There are 7 categories sleep disorders as outlined by the American Academy of Sleep Medicine. One of those categories involves all the Sleep Breathing Disorders that Dentists treat under the prescription of a Physician.

Sleep Apnea and UARS (Upper Airway Resistance Syndrome – considered a variant or pre-cursor to sleep apnea) are what we will most often see oral evidence of. Benign Snoring is also under the Sleep Breathing disorders heading. Dentists cannot treat any sleep disorder, including snoring without a physician diagnosing it and writing a prescription for a Dental Sleep Appliance.

Sleep Apnea is scored by a number called the AHI, Apnea-Hypopnea Index. What is that?

Apnea is defined as not breathing for 10 seconds or more with a measured drop in the blood oxygen (the airway is completely blocked). Hypopnea is when the airflow of breathing drops by 50% (because the airway is partially blocked) and blood oxygen drops a certain amount. That’s what defines the AHI.

It’s generally considered normal to have up to 5 AHI’s per hour if you don’t have any other symptoms such as tiredness, heart or blood pressure problems, etc. in adults. If an adult is tired or feels unrested, then the sleep disorder is treated even if the AHI is normal. In children, ANY apnea or hypopnea is considered critical to treat, even grade 1. Their developing brains and bodies need full oxygenation with every breath.

 

The AHI is graded as;
0-5/ events/hour = normal
5-15/hour = mild sleep apnea
15-30/hour= moderate sleep apnea
30+/hour =severe sleep apnea.

 

Urgency develops when we can’t breathe; our brain recognizes that something is wrong…a “fight or flight response” increases the heart rate, blood pressure rises, and anxiety will begin to creep in. That sense will increase as the apnea event lasts longer.

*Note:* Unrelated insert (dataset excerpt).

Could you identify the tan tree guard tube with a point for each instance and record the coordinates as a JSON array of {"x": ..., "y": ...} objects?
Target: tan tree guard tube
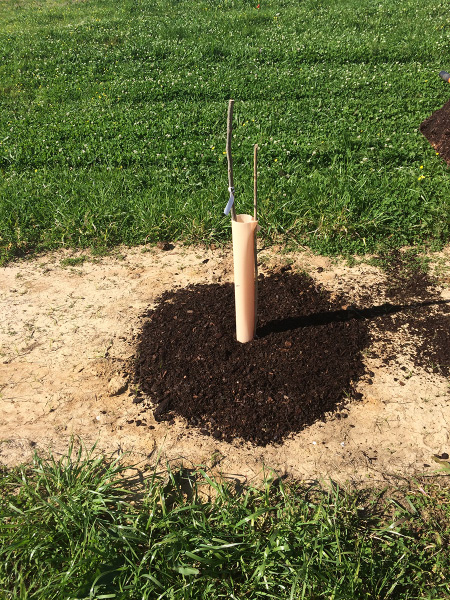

Many apneic’s have events lasting 30 seconds or longer. Hypopnea’s cause the same physiologic response, it’s just not as dramatic.

Apnea scoring is tightly regulated for the scoring physicians and technicians, somewhat like periodontal disease. Probing 4mm without bleeding may not qualify for treatment. Same as OSA; An AHI of 5 without sleepiness may not be allowed to get treated. If the patient only stops breathing for 9 seconds, it isn’t apnea. If the oxygen doesn’t drop by 3% in a certain amount of time, it isn’t a hypopnea (partial apnea). Patients may have many non-qualifying breathing events that don’t get scored as sleep apnea. Yet they feel unrested, clench or grind their teeth, have sleep anxiety, etc. Those are the conditions that can be discussed with the sleep physician and have them prescribe a sleep appliance.

We sometimes see a mild sleep apnea worsen when patients start using an oral appliance. Why? They are sleeping better and go in the deeper stages of sleep where more apnea occurs. We screen for those clinical signs at regular follow up visits and have scheduled overnight pulse oximetry testing in our process. We can re-evaluate their mandibular position using pharyngometry and 3D cone beam imaging to assess how they are doing and whether a different jaw position is indicated. Throughout the process, we communicate with the patient’s physician to keep them informed about the process.